Norm Lewis

Lifeforce in Later Years is thrilled that Norm Lewis will take the event stage at the 2018 Legacies Awards Gala.

In May of 2014, Norm Lewis made history as The Phantom of the Opera’s first African American Phantom on Broadway.

He was recently seen on PBS in the Live From Lincoln Center productions of Showboat with Vanessa Williams, Norm Lewis: Who Am I?, New Year’s Eve: A Gershwin Celebration with Diane Reeves, American Voices with Renée Fleming and the PBS Special First You Dream – The Music of Kander & Ebb. His additional television credits include Gotham, The Blacklist, and Blue Bloods, as well as in his recurring role as Senator Edison Davis on the hit drama Scandal.

Mr. Lewis received Tony, Drama Desk, Drama League, and Outer Critics Circle award nominations for his performance as Porgy in the Broadway production of The Gershwins’ Porgy & Bess. Other Broadway credits include Sondheim on Sondheim, The Little Mermaid, Les Misérables, Chicago, Amour, The Wild Party, Side Show, Miss Saigon, and The Who’s Tommy. In London’s West End he has appeared as Javert in Les Misérables and Les Misérables: The 25th Anniversary Concert, which aired on PBS.

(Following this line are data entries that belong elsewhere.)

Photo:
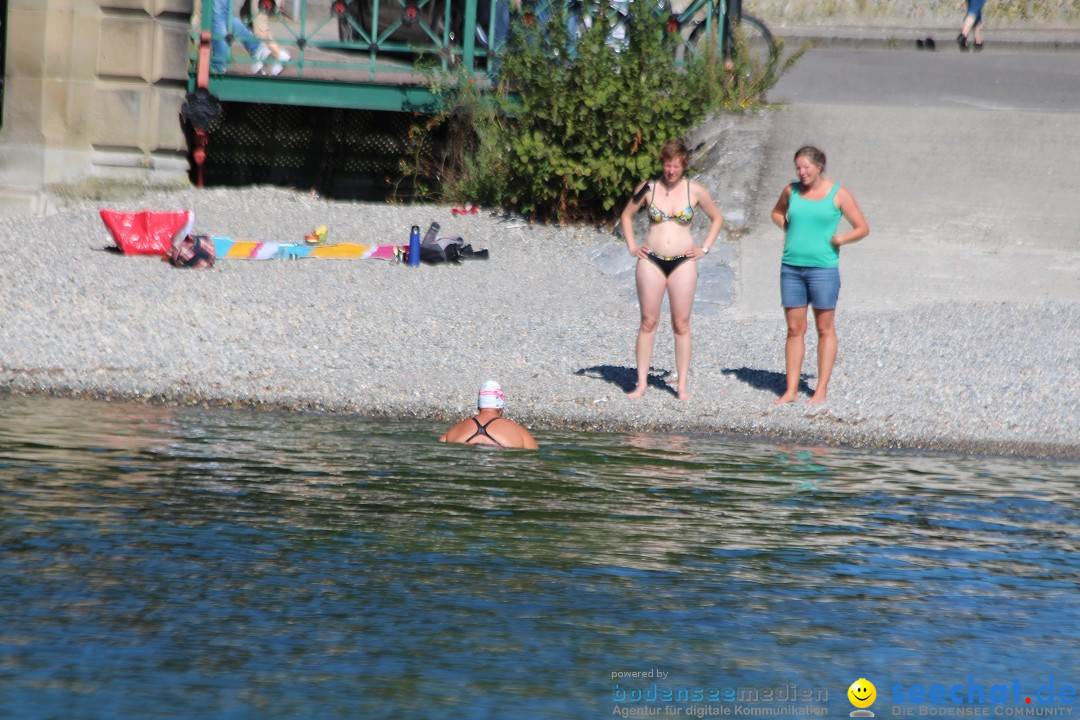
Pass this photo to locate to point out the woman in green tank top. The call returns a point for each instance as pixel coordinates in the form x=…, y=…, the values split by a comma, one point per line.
x=809, y=212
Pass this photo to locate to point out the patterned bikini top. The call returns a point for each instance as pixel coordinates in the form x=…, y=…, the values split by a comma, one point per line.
x=685, y=216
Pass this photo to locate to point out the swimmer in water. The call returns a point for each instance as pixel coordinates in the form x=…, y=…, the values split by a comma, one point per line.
x=488, y=426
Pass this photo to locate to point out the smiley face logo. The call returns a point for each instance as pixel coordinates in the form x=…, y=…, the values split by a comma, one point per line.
x=862, y=693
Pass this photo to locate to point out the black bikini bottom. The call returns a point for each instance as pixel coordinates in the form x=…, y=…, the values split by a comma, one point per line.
x=667, y=265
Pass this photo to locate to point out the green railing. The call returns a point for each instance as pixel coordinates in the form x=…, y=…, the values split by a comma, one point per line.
x=363, y=53
x=347, y=53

Off-Broadway Mr. Lewis has performed in Dessa Rose (Drama Desk nomination, AUDELCO Award), Shakespeare in the Park’s The Tempest, The Two Gentlemen of Verona (Drama League nomination), Captains Courageous, and A New Brain. His regional credits include Porgy in The Gershwins’ Porgy and Bess (A.R.T.), Ragtime, Dreamgirls (with Jennifer Holliday), First You Dream, Sweeney Todd, and The Fantasticks.

On film Mr. Lewis has appeared in Winter’s Tale, Sex and the City 2, Confidences, Preaching to the Choir, and the upcoming film, Magnum Opus.

Norm’s solo debut album “This is The Life” can be found on Amazon.com as well as cdbaby.com.

Peter Yarrow

As a successful artist and activist, Peter Yarrow’s talent is legendary. His gift for songwriting has produced some of the most moving songs Peter, Paul & Mary have recorded, including Puff, The Magic Dragon, Day Is Done, The Great Mandala and Light One Candle. His musical creativity has always gone hand in hand with his commitment to social justice and equity in society. And today, he’s reaching a whole new generation with his music and advocacy.“We’re part of a long train ride,” is the way Peter Yarrow visualizes the many events that have highlighted a career spanning more than four decades. Yarrow places the success he’s had within a greater context, seeing his accomplishments as part of a tradition, to be credited and carried on. “When I was in high school,” he recalls, “I heard The Weavers’ concert at Carnegie Hall where they sang songs such as ‘If I Had a Hammer,’ and ‘Wasn’t That a Time.’ It was inspiring, and it showed me the extraordinary effect that music of conscience can have.”

That lesson launched Peter on a lifelong path that is now, perhaps, in its most vital phase.Yarrow has been on the front lines ever since the Civil Rights Movement of the early 1960s. Over the years, many issues have moved Peter to commit his time and talent: equal rights, peace, the environment, gender equality, homelessness, hospice care and education. All have utilized his skills as both a performer and an organizer. Along with his singing partners, Noel “Paul” Stookey and Mary Travers, Peter participated in the Civil Rights Movement, which brought them to Washington in 1963 to sing for the historic march led by Dr. Martin Luther King, Jr., as well as the equally historic Selma-Montgomery march in 1965. He went on to produce and coordinate numerous events for the Peace/anti-Vietnam War movement, including festivals at Madison Square Garden and Shea Stadium. These efforts culminated in his co-organizing the 1969 Celebration of Life, the famous march on Washington, in which some half-million people participated.

As a member of the renowned musical trio, Peter has earned many gold and platinum albums, has been awarded numerous Grammy Awards, and nominated for several more. More important to Peter, however, is the acknowledgment of the central role that he and his partners have played in bringing the folk renaissance of the 1960s to the hearts and homes of the American public.